Maybe the hottest dating app in the game right now. It's for people sick of dating randos via Tinder. It's blowing up right now. You connect it with your Facebook and then it sends back possible matches based off of friends of friends who are single and looking to mingle. In otherwords, you're going to be matched with someone in a limited pool where you know someone in common, giving you a connection to that person right away. As the company's CEO put it: “I use Tinder when I’m out and about or bored or want to mess around, and Hinge is where I meet the people I want to date.”

Hitch

Runs through your LinkedIn profile. It’s actually a really interesting slant on the dating world. The inevitable mutual friends that you also happen to work with (hence it being on LinkedIn) and socialize with makes this risky move. Sure, it would be great to find a classy broad with life aspirations and some actual fucking brains and/or personality. But taking your work home with you is no fun. Also, the name just freaks me the fuck out. Who really wants to think about putting the cart before the horse, especially if that horse ends up being a cow.

Tinder

Making matches on your iPhone is different, but not necessarily a bad thing. The unfortunate trickle-down effect of having matches made on your phone is that the picture quality is mediocre at best and you immediately go right into texting. At least the internet sites allow the opportunity to walk away and not feel burdened by anyone or anything. That shit pops right up on your phone.
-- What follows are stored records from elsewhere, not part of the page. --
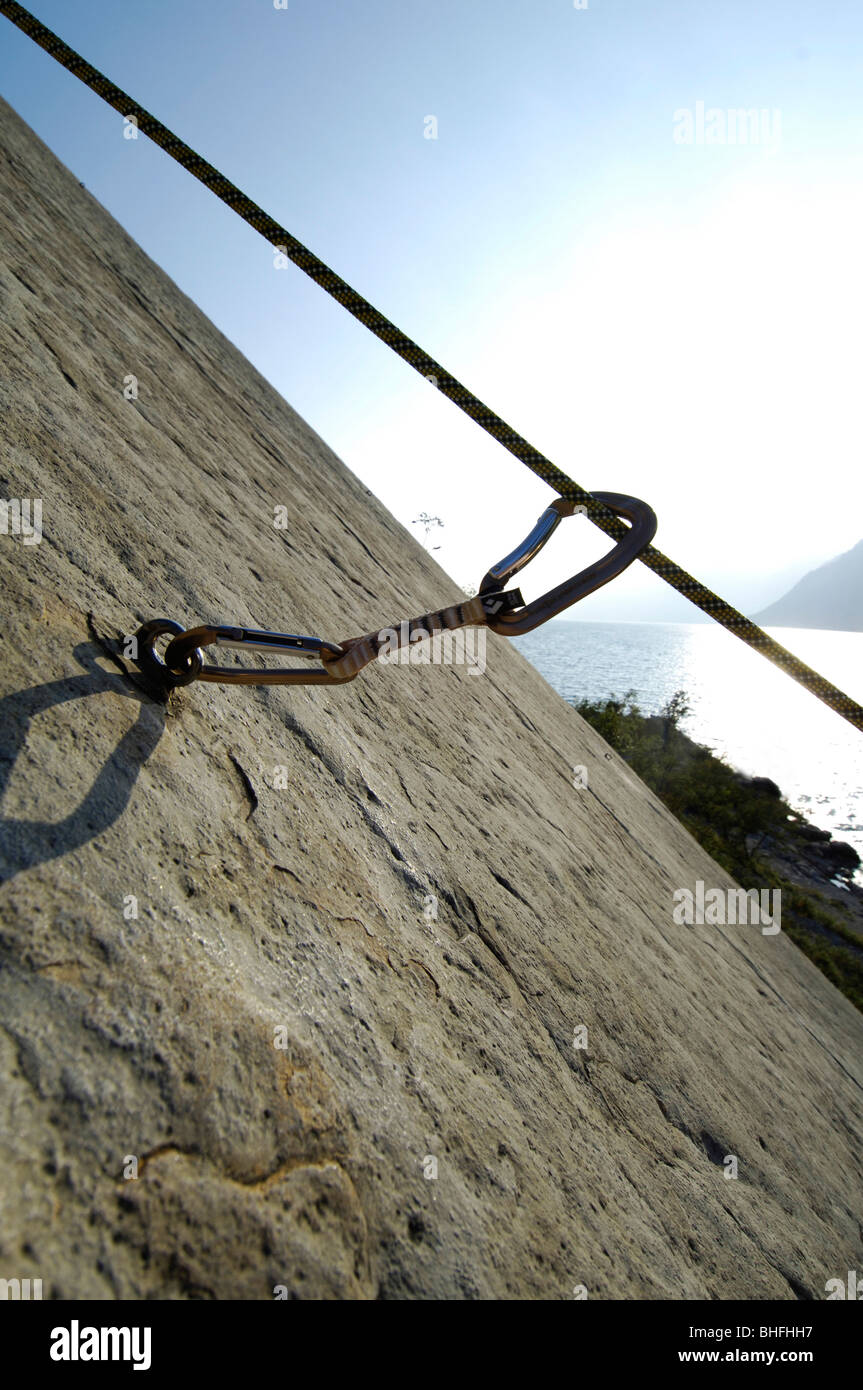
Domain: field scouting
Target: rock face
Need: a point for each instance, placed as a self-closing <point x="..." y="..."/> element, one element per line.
<point x="828" y="597"/>
<point x="285" y="1040"/>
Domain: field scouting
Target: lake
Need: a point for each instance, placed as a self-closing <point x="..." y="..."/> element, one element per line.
<point x="742" y="705"/>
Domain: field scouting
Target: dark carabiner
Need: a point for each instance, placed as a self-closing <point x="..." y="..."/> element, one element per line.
<point x="524" y="620"/>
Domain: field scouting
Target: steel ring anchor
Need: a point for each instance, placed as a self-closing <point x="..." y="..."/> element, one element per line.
<point x="628" y="548"/>
<point x="150" y="662"/>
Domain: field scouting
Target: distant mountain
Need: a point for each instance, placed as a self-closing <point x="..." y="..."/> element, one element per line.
<point x="827" y="597"/>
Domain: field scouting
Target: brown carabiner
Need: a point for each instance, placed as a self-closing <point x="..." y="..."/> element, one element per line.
<point x="184" y="659"/>
<point x="524" y="620"/>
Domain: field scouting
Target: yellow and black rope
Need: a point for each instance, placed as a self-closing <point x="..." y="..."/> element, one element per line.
<point x="412" y="353"/>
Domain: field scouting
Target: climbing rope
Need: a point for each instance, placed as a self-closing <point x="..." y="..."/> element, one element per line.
<point x="412" y="353"/>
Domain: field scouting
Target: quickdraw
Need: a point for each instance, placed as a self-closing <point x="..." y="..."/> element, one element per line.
<point x="496" y="608"/>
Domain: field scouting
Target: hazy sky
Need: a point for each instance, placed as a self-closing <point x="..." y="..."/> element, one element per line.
<point x="677" y="320"/>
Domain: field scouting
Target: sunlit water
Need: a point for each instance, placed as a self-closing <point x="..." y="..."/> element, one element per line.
<point x="742" y="706"/>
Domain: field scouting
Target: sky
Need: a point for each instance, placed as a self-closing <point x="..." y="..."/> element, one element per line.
<point x="552" y="200"/>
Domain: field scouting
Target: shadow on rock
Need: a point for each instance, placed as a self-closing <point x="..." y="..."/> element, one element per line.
<point x="28" y="843"/>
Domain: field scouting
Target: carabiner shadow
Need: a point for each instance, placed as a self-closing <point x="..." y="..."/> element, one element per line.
<point x="28" y="843"/>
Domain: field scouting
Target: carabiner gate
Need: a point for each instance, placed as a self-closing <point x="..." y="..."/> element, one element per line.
<point x="524" y="620"/>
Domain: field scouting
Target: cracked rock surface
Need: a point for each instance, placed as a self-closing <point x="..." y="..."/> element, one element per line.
<point x="278" y="950"/>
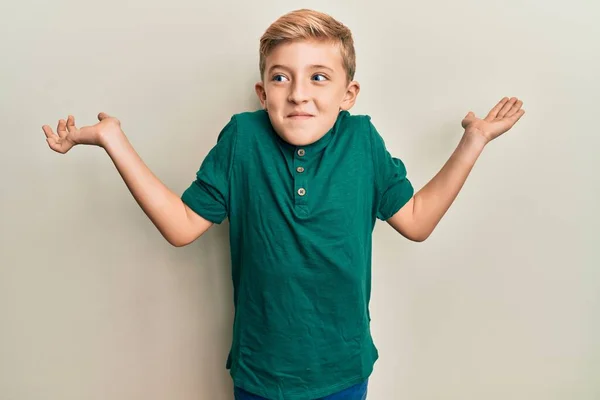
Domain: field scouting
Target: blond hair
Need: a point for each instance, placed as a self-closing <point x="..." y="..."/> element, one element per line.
<point x="309" y="24"/>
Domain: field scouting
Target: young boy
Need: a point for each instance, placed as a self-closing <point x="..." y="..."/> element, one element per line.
<point x="302" y="182"/>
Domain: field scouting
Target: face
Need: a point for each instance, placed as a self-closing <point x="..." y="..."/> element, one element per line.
<point x="303" y="89"/>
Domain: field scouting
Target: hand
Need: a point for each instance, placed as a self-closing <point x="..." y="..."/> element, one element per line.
<point x="499" y="120"/>
<point x="69" y="135"/>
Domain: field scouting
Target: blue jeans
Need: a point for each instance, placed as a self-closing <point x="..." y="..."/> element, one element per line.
<point x="356" y="392"/>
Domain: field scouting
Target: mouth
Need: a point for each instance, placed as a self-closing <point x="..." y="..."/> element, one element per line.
<point x="300" y="116"/>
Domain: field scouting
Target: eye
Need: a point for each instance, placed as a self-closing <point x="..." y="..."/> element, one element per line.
<point x="279" y="78"/>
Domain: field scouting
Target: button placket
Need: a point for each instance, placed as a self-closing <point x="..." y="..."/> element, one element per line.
<point x="300" y="182"/>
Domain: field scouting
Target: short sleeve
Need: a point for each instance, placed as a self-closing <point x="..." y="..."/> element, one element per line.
<point x="393" y="188"/>
<point x="208" y="194"/>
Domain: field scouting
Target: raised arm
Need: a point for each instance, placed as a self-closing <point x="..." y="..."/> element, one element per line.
<point x="178" y="224"/>
<point x="421" y="214"/>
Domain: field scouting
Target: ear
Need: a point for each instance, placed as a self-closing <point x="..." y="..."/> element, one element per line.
<point x="350" y="97"/>
<point x="261" y="93"/>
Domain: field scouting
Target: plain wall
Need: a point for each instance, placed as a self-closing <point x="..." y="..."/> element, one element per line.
<point x="501" y="302"/>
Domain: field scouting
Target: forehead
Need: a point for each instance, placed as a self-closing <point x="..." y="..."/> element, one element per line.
<point x="300" y="53"/>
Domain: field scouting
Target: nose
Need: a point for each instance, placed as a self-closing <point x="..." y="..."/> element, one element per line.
<point x="298" y="93"/>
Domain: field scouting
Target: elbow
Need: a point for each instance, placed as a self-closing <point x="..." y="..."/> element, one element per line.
<point x="419" y="237"/>
<point x="177" y="240"/>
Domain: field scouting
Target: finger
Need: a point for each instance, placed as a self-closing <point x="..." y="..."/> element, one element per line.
<point x="61" y="129"/>
<point x="48" y="131"/>
<point x="514" y="109"/>
<point x="71" y="123"/>
<point x="494" y="111"/>
<point x="507" y="107"/>
<point x="517" y="116"/>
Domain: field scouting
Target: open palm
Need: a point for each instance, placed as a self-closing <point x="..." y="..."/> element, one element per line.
<point x="499" y="120"/>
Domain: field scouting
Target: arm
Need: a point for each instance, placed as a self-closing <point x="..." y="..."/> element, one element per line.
<point x="421" y="214"/>
<point x="178" y="224"/>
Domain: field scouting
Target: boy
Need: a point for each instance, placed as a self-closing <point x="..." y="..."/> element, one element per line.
<point x="302" y="182"/>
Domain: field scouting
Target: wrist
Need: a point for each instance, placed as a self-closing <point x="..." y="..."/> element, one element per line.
<point x="474" y="140"/>
<point x="111" y="139"/>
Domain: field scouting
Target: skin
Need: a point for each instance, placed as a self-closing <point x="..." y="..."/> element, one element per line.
<point x="303" y="89"/>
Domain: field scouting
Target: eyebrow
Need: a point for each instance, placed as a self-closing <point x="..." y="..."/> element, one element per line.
<point x="313" y="66"/>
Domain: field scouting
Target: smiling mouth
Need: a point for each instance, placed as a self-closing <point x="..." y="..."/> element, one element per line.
<point x="300" y="116"/>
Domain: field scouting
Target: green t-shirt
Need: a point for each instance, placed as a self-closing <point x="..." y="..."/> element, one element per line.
<point x="300" y="223"/>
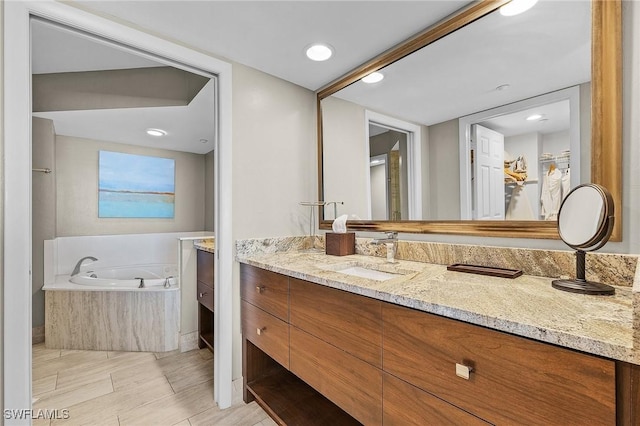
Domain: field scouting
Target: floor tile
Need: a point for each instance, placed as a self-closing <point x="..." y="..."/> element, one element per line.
<point x="172" y="409"/>
<point x="190" y="374"/>
<point x="133" y="388"/>
<point x="115" y="403"/>
<point x="84" y="359"/>
<point x="240" y="415"/>
<point x="43" y="385"/>
<point x="79" y="374"/>
<point x="60" y="399"/>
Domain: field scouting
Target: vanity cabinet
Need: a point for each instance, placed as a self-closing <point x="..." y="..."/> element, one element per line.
<point x="511" y="379"/>
<point x="267" y="355"/>
<point x="204" y="284"/>
<point x="317" y="355"/>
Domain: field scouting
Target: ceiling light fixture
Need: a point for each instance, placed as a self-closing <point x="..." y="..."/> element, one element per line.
<point x="374" y="77"/>
<point x="516" y="7"/>
<point x="156" y="132"/>
<point x="319" y="52"/>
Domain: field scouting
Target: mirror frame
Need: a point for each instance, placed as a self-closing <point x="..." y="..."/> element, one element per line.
<point x="606" y="122"/>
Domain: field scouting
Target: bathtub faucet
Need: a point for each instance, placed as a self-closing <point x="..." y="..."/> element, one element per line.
<point x="76" y="270"/>
<point x="167" y="281"/>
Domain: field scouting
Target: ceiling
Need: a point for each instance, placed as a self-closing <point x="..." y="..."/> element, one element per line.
<point x="270" y="36"/>
<point x="540" y="51"/>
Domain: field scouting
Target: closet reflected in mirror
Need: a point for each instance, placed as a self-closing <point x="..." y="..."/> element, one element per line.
<point x="523" y="158"/>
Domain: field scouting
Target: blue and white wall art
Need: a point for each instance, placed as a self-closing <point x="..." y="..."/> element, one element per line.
<point x="135" y="186"/>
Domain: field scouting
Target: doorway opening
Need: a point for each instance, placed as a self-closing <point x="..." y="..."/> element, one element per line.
<point x="17" y="168"/>
<point x="394" y="161"/>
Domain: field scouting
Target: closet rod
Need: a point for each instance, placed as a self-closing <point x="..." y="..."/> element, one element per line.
<point x="42" y="170"/>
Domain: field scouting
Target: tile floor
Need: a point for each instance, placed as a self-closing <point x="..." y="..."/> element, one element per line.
<point x="132" y="388"/>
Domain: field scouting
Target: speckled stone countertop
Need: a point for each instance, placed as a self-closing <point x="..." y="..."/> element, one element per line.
<point x="526" y="306"/>
<point x="207" y="244"/>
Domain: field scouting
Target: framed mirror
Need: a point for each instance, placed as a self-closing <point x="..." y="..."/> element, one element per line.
<point x="381" y="149"/>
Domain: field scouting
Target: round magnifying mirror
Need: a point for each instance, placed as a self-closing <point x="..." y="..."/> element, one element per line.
<point x="585" y="222"/>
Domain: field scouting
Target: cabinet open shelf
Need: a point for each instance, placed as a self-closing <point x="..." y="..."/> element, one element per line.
<point x="292" y="402"/>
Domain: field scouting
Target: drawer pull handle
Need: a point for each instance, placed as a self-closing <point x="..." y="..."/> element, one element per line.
<point x="463" y="371"/>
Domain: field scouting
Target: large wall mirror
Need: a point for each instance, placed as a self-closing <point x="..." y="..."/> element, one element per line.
<point x="481" y="125"/>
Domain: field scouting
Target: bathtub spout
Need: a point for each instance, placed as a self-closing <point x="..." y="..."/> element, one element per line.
<point x="167" y="281"/>
<point x="76" y="270"/>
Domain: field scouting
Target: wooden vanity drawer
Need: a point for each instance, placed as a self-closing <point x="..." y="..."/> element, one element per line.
<point x="405" y="404"/>
<point x="266" y="290"/>
<point x="205" y="295"/>
<point x="514" y="380"/>
<point x="350" y="383"/>
<point x="346" y="320"/>
<point x="205" y="263"/>
<point x="267" y="332"/>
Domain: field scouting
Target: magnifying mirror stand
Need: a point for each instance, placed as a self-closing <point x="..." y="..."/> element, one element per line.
<point x="580" y="284"/>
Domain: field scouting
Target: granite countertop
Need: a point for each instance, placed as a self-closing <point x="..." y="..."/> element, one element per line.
<point x="526" y="306"/>
<point x="206" y="244"/>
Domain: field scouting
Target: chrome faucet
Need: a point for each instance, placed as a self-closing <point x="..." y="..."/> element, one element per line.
<point x="392" y="244"/>
<point x="76" y="270"/>
<point x="167" y="281"/>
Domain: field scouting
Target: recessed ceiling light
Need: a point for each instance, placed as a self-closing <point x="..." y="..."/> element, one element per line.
<point x="515" y="7"/>
<point x="319" y="52"/>
<point x="374" y="77"/>
<point x="156" y="132"/>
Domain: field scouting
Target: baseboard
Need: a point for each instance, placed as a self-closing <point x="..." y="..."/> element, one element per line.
<point x="37" y="335"/>
<point x="236" y="398"/>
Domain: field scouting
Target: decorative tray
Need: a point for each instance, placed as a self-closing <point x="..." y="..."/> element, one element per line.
<point x="485" y="270"/>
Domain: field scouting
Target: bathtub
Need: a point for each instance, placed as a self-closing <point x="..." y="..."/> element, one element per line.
<point x="103" y="309"/>
<point x="129" y="277"/>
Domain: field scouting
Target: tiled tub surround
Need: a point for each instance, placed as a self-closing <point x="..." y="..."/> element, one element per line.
<point x="145" y="320"/>
<point x="207" y="244"/>
<point x="526" y="306"/>
<point x="110" y="318"/>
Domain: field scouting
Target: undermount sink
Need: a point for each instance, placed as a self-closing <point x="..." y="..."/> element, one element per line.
<point x="370" y="271"/>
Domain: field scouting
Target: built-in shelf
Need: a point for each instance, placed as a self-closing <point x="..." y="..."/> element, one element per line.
<point x="290" y="401"/>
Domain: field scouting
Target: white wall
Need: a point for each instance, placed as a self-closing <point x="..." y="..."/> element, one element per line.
<point x="77" y="190"/>
<point x="2" y="141"/>
<point x="444" y="171"/>
<point x="274" y="164"/>
<point x="343" y="125"/>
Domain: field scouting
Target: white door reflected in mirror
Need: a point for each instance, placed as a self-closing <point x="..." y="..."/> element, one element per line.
<point x="585" y="222"/>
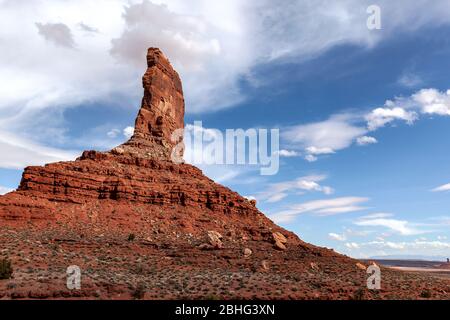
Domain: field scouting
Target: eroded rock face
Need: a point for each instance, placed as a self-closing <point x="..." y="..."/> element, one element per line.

And Facebook and Tinder and whatever the hell else is generally confusing when it comes to “friends”. You might know the same people and have met them and have them accept your friend request. But what do you do if you think the person is completely normal and then you find out she’s the girl that all the guys are friends with but no one wants to fuck? There’s probably a reason for that.

 

In summation, if you suck at all these sites and still can’t find anyone decent, go back to the people that rated you on Lulu. There’s a decent chance they might take you back.